Frontiers in Archaeology Winter Lecture: The Clothes on Their Backs

The Archaeological Research Center presents The Clothes on Their Backs: Interpreting Sartorial Practices of Self-Making Withing The African Diaspora with Dr. Ayana Flewellen, Presendent's Postdoctoral Fellow at UC Berkeley. Reception to follow. 

Abstract: During the late 19th and early 20th centuries, periods marked by racialized subjection, sexual exploitation, and economic disenfranchisement, Black women were pinning their hair up with combs, lacing glass beads around their necks, dyeing coarse-cotton fabric with sumac berries and walnuts, and fastening buttons to adorn their bodies and dress their social lives. Through an analysis of material culture and documentary data, my work examines the complex interplay between structural forms of oppression and agency by focusing on the ways sharecropping, tenant and landowning farmers in Texas utilized dress to negotiate racism, sexual exploitation, and exploitive capitalism. I focus my research on the clothing, adornment, and grooming artifacts recovered from the Levi Jordan Plantation, where African American families lived and labored as tenants, wage laborers, and sharecroppers as well as artifacts recovered from the Ransom and Sarah Williams Farmstead, a site lived and labored on by a landowning African American family. Through a Black feminist intersectional lens, this talk will discuss my interpretations of ways practices of dress engaged in by African Americans at the two sites mentioned above were shaped by race, gender, and class operations of power and oppression, within spheres of labor at home and beyond as well as through the threat of racialized and gendered violence, the desire for self-expression, and processes of social reproduction. Building on this research, I will conclude this talk with a discussion regarding my current research interest at the enslaved village area at the Estate Little Princess, a former 18th-century Danish sugar plantation located on the island of St. Croix.

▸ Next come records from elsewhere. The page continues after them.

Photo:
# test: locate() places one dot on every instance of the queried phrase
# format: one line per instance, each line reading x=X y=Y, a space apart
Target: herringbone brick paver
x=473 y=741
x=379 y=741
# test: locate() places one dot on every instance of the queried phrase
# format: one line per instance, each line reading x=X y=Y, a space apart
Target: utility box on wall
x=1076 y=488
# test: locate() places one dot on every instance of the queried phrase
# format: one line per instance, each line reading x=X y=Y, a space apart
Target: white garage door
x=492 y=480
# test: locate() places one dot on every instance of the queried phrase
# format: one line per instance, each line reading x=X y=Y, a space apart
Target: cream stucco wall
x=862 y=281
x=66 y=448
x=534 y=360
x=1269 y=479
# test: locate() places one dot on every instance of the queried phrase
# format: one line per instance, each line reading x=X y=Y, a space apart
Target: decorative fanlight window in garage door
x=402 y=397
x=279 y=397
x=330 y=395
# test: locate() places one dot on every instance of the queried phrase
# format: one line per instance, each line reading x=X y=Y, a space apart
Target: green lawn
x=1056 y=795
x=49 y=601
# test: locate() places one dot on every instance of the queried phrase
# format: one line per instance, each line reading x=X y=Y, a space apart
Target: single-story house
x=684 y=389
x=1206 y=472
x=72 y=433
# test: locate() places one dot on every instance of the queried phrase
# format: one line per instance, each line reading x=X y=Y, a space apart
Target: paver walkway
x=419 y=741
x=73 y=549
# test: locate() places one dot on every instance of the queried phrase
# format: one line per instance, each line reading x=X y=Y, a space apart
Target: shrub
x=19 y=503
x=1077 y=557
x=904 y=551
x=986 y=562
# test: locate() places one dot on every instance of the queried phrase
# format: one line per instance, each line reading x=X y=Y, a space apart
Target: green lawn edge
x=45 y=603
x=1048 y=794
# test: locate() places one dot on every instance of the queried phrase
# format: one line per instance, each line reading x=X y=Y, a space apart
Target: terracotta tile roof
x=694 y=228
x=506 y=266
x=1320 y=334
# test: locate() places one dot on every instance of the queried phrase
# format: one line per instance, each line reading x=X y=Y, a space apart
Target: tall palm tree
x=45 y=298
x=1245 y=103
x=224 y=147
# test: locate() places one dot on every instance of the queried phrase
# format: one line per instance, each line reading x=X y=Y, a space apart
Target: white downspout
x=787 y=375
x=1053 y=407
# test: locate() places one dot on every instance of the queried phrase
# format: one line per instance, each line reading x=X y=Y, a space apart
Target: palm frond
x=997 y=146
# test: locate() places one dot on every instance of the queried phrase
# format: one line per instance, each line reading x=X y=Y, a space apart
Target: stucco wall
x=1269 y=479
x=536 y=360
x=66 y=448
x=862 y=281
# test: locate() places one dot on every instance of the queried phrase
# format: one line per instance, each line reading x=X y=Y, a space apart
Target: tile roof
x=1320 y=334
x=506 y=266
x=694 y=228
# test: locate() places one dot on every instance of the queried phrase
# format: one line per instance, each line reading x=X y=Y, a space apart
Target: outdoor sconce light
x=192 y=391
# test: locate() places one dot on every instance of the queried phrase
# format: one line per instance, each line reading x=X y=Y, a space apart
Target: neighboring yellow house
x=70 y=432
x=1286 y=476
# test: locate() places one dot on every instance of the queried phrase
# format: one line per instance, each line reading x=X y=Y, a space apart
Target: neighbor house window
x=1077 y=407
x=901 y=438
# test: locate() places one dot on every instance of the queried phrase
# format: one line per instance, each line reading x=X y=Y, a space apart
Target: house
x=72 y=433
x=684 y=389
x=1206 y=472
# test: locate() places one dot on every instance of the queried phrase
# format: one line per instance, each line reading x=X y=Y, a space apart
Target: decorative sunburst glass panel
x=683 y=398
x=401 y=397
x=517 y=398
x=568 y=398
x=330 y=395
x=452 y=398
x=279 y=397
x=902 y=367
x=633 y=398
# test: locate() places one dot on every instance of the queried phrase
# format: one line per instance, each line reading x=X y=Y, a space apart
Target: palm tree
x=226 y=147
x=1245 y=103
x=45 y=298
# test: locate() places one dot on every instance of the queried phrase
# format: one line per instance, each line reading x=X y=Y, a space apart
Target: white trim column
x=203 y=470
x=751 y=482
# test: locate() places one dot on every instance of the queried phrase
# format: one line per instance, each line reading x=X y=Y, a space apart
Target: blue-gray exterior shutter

Bio: Ayana Omilade Flewellen is a President’s Postdoctoral Fellow at UC Berkeley. She will be joining the anthropology department at CUNY-Queens College in fall 2019 as an assistant professor. Her research and teaching interest are shaped by and speak to Black feminist theory, historical archaeology, public and community-engaged archaeology, processes of identity formations, and representations of slavery. The bulk of her research interest spans geographically across the archaeology of the African Diaspora. She has conducted archaeological excavations and oral historical research related to slavery and freedom in the U.S. South as well as the Caribbean. Her current book project examines sartorial practices of self-making among African American tenant, sharecropping and landowning farmers in post-emancipated Texas. Through a synthesis of material culture and documentary data, her current research at the Estate Little Princess, a former 18th-century Danish sugar plantation located on the island of St. Croix, explores the complex interplay between structural forms of oppression and agency by examining the ways Afro-Crucians used to dress to negotiate racism, sexual exploitation, and exploitive capitalism from slavery through freedom. Dr. Flewellen is also the co-founder of the Society of Black Archaeologists, a non-profit organization dedicated to increasing the number of professionally trained archaeologists of African descent through the promotion of social responsibility, and academic excellence.